# Final Model Performance
Following is a notebook with the performance of the final models with hyperparameter tuning. The ideal hyperparameters were found for the offense-only model in `model.ipynb` and for the full model in `full_model.ipynb`.

## Library Imports

In [None]:
from pipeline import FullPipeWrapper
from sklearn.linear_model import LogisticRegression
from sklearn.model_selection import GridSearchCV

## Pipeline and Model Instantiation and Fitting
Next, we instantiated the pipeline wrapper class.

In [2]:
full_pipe = FullPipeWrapper()

positional data already downloaded.
reading positional data.
returning positional data.


Then, we instantiated the model and the best parameters for the offense-only model predicting the x grid.

In [32]:
# Instantiate model
lr_model = LogisticRegression(random_state=0)

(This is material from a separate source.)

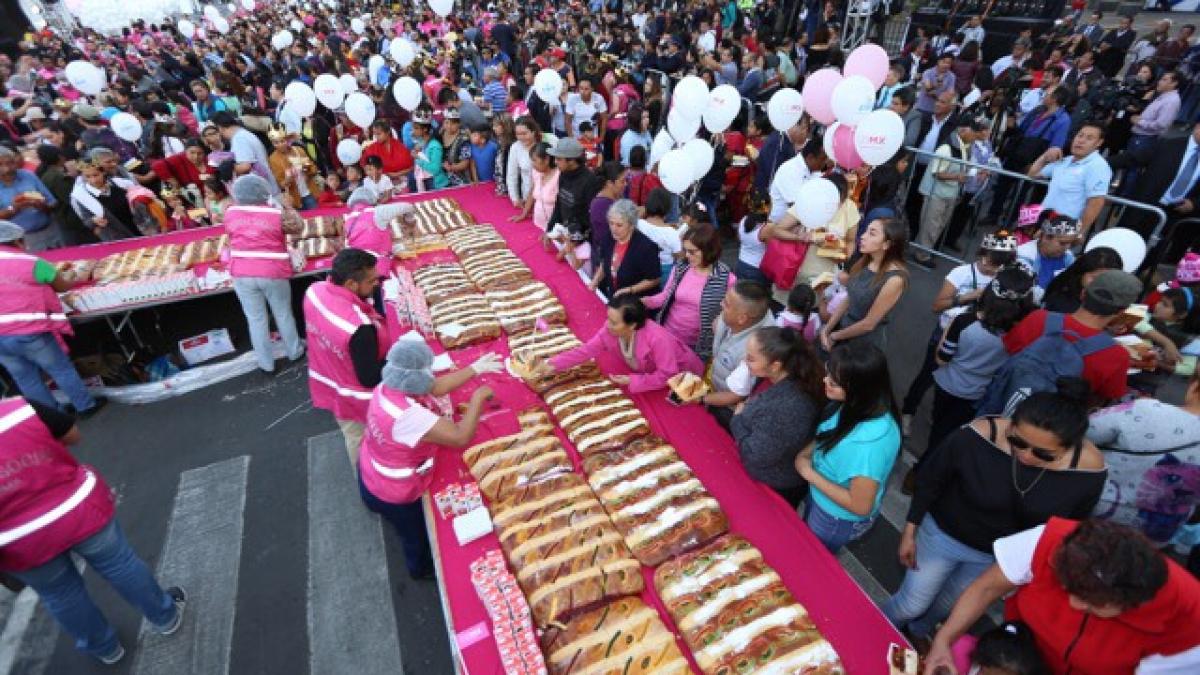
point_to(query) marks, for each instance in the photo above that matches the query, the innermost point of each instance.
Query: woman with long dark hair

# Create list of columns to reference for offense-only model
perm_feats = ['possessionTeam','down','offenseFormation']
situational = ['score_differential', 'timeRemaining','yardline_first_dir','yardline_100_dir']
reduction = ['perc_left','perc_right','perc_behind_los']
pos = ['FB','HB','QB','RB','TE','WR']
coords = ['FBL0_x','FBR0_x','HBL0_x','HBL1_x','HBR0_x','HBR1_x','QB0_x','QB1_x','RBL0_x','RBL1_x','RBL2_x','RBR0_x','RBR1_x','RBR2_x','TEL0_x','TEL1_x','TEL2_x','TER0_x','TER1_x','TER2_x','WRL0_x','WRL1_x','WRL2_x','WRL3_x','WRR0_x','WRR1_x','WRR2_x','WRR3_x','FBL0_y','FBR0_y','HBL0_y','HBL1_y','HBR0_y','HBR1_y','QB0_y','QB1_y','RBL0_y','RBL1_y','RBL2_y','RBR0_y','RBR1_y','RBR2_y','TEL0_y','TEL1_y','TEL2_y','TER0_y','TER1_y','TER2_y','WRL0_y','WRL1_y','WRL2_y','WRL3_y','WRR0_y','WRR1_y','WRR2_y','WRR3_y','FBL0_in','FBR0_in','HBL0_in','HBL1_in','HBR0_in','HBR1_in','QB0_in','QB1_in','RBL0_in','RBL1_in','RBL2_in','RBR0_in','RBR1_in','RBR2_in','TEL0_in','TEL1_in','TEL2_in','TER0_in','TER1_in','TER2_in','WRL0_in','WRL1_in','WRL2_in','WRL3_in','WRR0_in','WRR1_in','WRR2_in','WRR3_in']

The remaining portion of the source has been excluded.